The real damage won’t be done to games that can be fixed, though, it’s the countless games that have been abandoned by their creators, or the underlying technology simply can’t be fixed with tinkering the code. It’s possible they may forever be in a semi-broken state.

“What you're looking at is a complicated and time-consuming testing period for any single audiovisual work on the web right now,” said Andi McClure, designer of numerous web curiosities, including Anti and 4 Cubes. “Those are the works that are going to get permanently broken or removed in response to these changes, and that's what frustrates me.”

Lots of web games are built using third-party tools, McClure pointed out, and there’s no assurance those companies will get around to addressing Google’s changes. Even if they do, it’s not as simple as rolling out an update for your game. The moment you tinker with the code, something else might break. If your game is based in Unity, for example, upgrading to a newer version of Unity might end up breaking older parts of your game. So, you’re stuck.

Games have always faced problems over being so closely tied to the progress of technology. Combined with gaming’s commercial desire to look forward, not back, and you have a medium that shows depressingly little interest in remembering, preserving its own history.

McClure doesn’t have high hopes for what will change as a result of this. Even if Google manages to clean this up, the same dynamics that serve the powerful will come back.

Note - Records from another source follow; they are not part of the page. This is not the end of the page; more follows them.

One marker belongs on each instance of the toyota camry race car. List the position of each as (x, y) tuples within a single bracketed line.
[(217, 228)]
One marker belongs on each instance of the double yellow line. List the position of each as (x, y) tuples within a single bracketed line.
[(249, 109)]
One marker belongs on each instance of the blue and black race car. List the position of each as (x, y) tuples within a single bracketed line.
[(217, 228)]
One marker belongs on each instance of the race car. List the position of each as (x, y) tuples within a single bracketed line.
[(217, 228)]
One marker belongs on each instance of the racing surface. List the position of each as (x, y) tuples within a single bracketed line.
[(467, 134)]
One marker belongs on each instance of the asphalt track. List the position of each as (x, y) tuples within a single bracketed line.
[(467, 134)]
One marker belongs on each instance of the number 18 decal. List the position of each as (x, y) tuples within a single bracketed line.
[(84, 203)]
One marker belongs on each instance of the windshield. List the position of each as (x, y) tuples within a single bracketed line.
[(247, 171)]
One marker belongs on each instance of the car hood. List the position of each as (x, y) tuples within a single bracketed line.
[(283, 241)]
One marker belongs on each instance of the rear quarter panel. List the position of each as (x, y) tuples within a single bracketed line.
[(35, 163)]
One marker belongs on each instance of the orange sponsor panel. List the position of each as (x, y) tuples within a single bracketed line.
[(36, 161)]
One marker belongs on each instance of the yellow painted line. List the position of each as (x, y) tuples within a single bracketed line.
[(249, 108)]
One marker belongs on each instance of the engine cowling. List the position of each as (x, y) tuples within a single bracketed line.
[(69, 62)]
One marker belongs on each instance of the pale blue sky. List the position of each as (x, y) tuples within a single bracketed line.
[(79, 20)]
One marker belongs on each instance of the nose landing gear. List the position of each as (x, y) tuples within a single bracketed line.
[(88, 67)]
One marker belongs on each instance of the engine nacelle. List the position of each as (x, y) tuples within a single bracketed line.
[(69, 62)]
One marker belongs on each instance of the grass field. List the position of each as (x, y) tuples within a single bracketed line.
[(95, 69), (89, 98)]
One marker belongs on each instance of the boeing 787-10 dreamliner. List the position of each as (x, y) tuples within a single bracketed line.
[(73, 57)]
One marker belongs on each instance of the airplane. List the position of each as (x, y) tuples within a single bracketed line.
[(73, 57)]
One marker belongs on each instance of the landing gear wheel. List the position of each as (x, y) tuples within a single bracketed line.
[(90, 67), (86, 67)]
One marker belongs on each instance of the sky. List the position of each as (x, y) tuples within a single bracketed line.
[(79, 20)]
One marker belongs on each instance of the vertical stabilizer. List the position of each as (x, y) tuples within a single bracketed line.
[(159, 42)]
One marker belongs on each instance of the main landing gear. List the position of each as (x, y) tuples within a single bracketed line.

“Nothing,” said McClure. “Same thing as when Flash got killed, or when the iPhone App Store mass deprecates old games. A bunch of artists most people haven't heard of get really frustrated. Media consumers look at new stuff and don't realize there's a block of several years worth of people's work that isn't there anymore. Nothing changes. The web is a commercial juggernaut and it exists for MSNBC, not me or any other small artist.”